Canim warriors overflowed the carts in a fashion that was little short of comical. Those who couldn’t fit in the carts came behind them, galloping along swiftly enough to keep pace with the reduced speed of the Legions. They could only maintain that pace for two hours or so, then the entire force would halt and allow the rested Canim in the carts to exchange places with those who had been running, rotating between them in turns throughout the day. By this time, even the Canim who had been in the carts the longest looked hungry, miserable, and exhausted, though Tavi supposed that might largely be due to the way the rain was plastering their fur to their skin.
Behind them rode the cavalry. First came the mounted alae of the Legions, eight hundred horses and their riders, then the Canim cavalry. Composed almost entirely of Shuaran Canim riding the odd-looking Canean creature called a “taurg,” they each massed two or three times the weight of a legionare on a horse.
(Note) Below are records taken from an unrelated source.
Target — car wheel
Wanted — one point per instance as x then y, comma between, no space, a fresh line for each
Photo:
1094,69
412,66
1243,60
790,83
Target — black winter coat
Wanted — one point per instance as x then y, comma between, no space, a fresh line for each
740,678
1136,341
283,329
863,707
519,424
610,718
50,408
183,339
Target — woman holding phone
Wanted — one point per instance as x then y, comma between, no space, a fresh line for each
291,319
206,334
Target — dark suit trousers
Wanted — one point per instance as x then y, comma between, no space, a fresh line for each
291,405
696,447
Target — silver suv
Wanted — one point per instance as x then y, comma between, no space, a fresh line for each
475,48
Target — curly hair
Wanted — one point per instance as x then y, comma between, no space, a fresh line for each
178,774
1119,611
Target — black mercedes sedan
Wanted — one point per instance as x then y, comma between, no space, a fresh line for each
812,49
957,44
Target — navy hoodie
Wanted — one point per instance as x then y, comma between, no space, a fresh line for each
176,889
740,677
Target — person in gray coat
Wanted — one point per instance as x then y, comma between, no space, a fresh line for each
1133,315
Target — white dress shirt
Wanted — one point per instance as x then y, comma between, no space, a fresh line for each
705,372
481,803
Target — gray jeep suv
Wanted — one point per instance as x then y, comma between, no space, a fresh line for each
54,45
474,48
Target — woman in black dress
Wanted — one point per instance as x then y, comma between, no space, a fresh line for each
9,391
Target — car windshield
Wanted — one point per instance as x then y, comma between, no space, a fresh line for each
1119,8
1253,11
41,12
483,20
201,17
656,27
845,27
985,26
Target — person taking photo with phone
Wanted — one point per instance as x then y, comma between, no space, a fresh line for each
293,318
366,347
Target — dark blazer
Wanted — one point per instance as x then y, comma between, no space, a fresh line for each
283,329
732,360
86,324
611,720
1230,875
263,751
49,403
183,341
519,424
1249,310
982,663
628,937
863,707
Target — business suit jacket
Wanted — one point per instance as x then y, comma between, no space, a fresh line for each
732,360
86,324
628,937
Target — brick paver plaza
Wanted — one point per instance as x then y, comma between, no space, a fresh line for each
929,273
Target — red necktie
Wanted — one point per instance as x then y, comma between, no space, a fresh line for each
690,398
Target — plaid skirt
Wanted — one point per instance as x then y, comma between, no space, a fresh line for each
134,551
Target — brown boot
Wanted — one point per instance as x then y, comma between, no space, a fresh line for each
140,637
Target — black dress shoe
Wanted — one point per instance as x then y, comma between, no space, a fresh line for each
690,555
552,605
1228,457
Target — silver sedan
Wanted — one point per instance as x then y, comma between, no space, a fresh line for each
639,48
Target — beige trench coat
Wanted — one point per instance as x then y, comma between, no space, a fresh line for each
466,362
The horned, hunchbacked taurga, each considerably larger than a healthy ox, kept pace with the column without difficulty, the muscles in their heavy haunches flexing like cables of steel. The taurga didn’t look tired. The taurga looked impatient and short-tempered and as though they were giving serious consideration to eating their riders or fellow herd members. Possibly both. Tavi had ridden a taurg for weeks in Canea, and in his judgment it would not be out of character for the war beasts.